Нелюбезная встреча ничуть не смутила солдат; они шумной гурьбой устремились к занятым столам, расталкивая во все стороны крестьян, чтобы очистить себе место, - на это потребовалось не более минуты. Большинство посетителей отодвигалось, ворча себе под нос. Какой-то старик, сидевший на краешке скамьи, недостаточно проворно посторонился, - солдаты дернули скамью, и старик полетел кубарем на пол под взрывы громкого хохота. Вся кровь бросилась в лицо Кристофу; он в негодовании вскочил, но, прежде чем Кристоф успел вмешаться, старик тяжело поднялся с полу, - он не только не возмутился, но еще начал униженно извиняться. К столу Кристофа направились двое солдат; он смотрел на них, стискивая кулаки. Но обороняться ему не пришлось.
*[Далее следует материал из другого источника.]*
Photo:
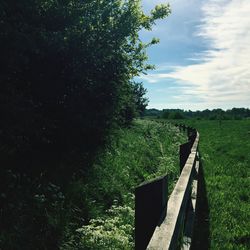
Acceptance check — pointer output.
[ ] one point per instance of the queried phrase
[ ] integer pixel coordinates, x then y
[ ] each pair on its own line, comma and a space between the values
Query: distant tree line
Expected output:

Это были дюжие и добродушные парни; они, как бараны, подчинялись двум-трем удальцам и подражали им во всем. При виде высокомерного Кристофа они даже оробели, а он сухо сказал:
- Место занято...
Солдаты поспешили извиниться и присели на край скамьи, чтобы не обеспокоить его: в голосе Кристофа слышались властные интонации - и привычная угодливость взяла верх. Они сразу поняли, что перед ними не крестьянин.
Смягченный их смирением, Кристоф мог уже более хладнокровно наблюдать за тем, что творится вокруг. Нетрудно было заметить, что верховодит во всей этой компании унтер - приземистый бульдог с колючими глазками и лакейской внешностью, лицемерный и злобный; это был один из героев схватки, случившейся в прошлое воскресенье. Сидя за столом по соседству с Кристофом, уже изрядно опьяневший, он нагло рассматривал крестьян и бросал обидные и язвительные замечания, которые те пропускали мимо ушей. Особенно донимал он танцующих, подчеркивая их физические изъяны или преимущества в грязных выражениях, вызывавших бурное веселье у его собутыльников. Девушки заливались краской, слезы выступали у них на глазах. Их кавалеры стискивали зубы и, затаив ярость, молчали. Унтер взглядом палача медленно обводил зал, никому не давая спуску. Кристоф видел, что приближается и его черед. Он схватил кружку и, судорожно сжимая ее, ждал. Он решил, что при первом же обидном слове швырнет ее в голову солдату. Про себя он думал:
"Я с ума сошел. Лучше уйти. Они заколют меня; а если я останусь в живых, меня посадят в тюрьму, - игра не стоит свеч. Надо уходить, пока он не вывел меня из себя".
Но гордость его возмущалась: могут подумать, что он спасается бегством от этих молодчиков. Колючий и злой взгляд задержался на нем. Кристоф, окаменев, гневно смотрел на унтер-офицера. Тот некоторое время молча рассматривал его; по-видимому, облик Кристофа вдохновил унтера на подвиги: он подтолкнул локтем своего соседа, кивнул, хихикая, на молодого человека и уже открыл рот, чтобы выпалить оскорбительные слова. Кристоф, весь сжавшись, готов был с размаху запустить в него кружкой. Но и на этот раз его выручил случай. В то самое мгновенье, когда пьяница уже совсем было собрался заговорить, одна из танцующих пар нечаянно налетела на него и столкнула на пол его кружку. Взбешенный вояка обернулся и обрушил на неловких танцоров град ругательств. Это отвлекло его внимание - он уже забыл о Кристофе. Кристоф подождал еще несколько минут; затем, видя, что враг не пытается возобновить начатый разговор, встал, медленным жестом взял шляпу и неторопливо направился к выходу. Он не отводил взгляда от скамьи, на которой сидел унтер, всем своим видом показывая, что его уход не есть отступление. Но унтер позабыл о нем, да и никто не обращал на него внимания.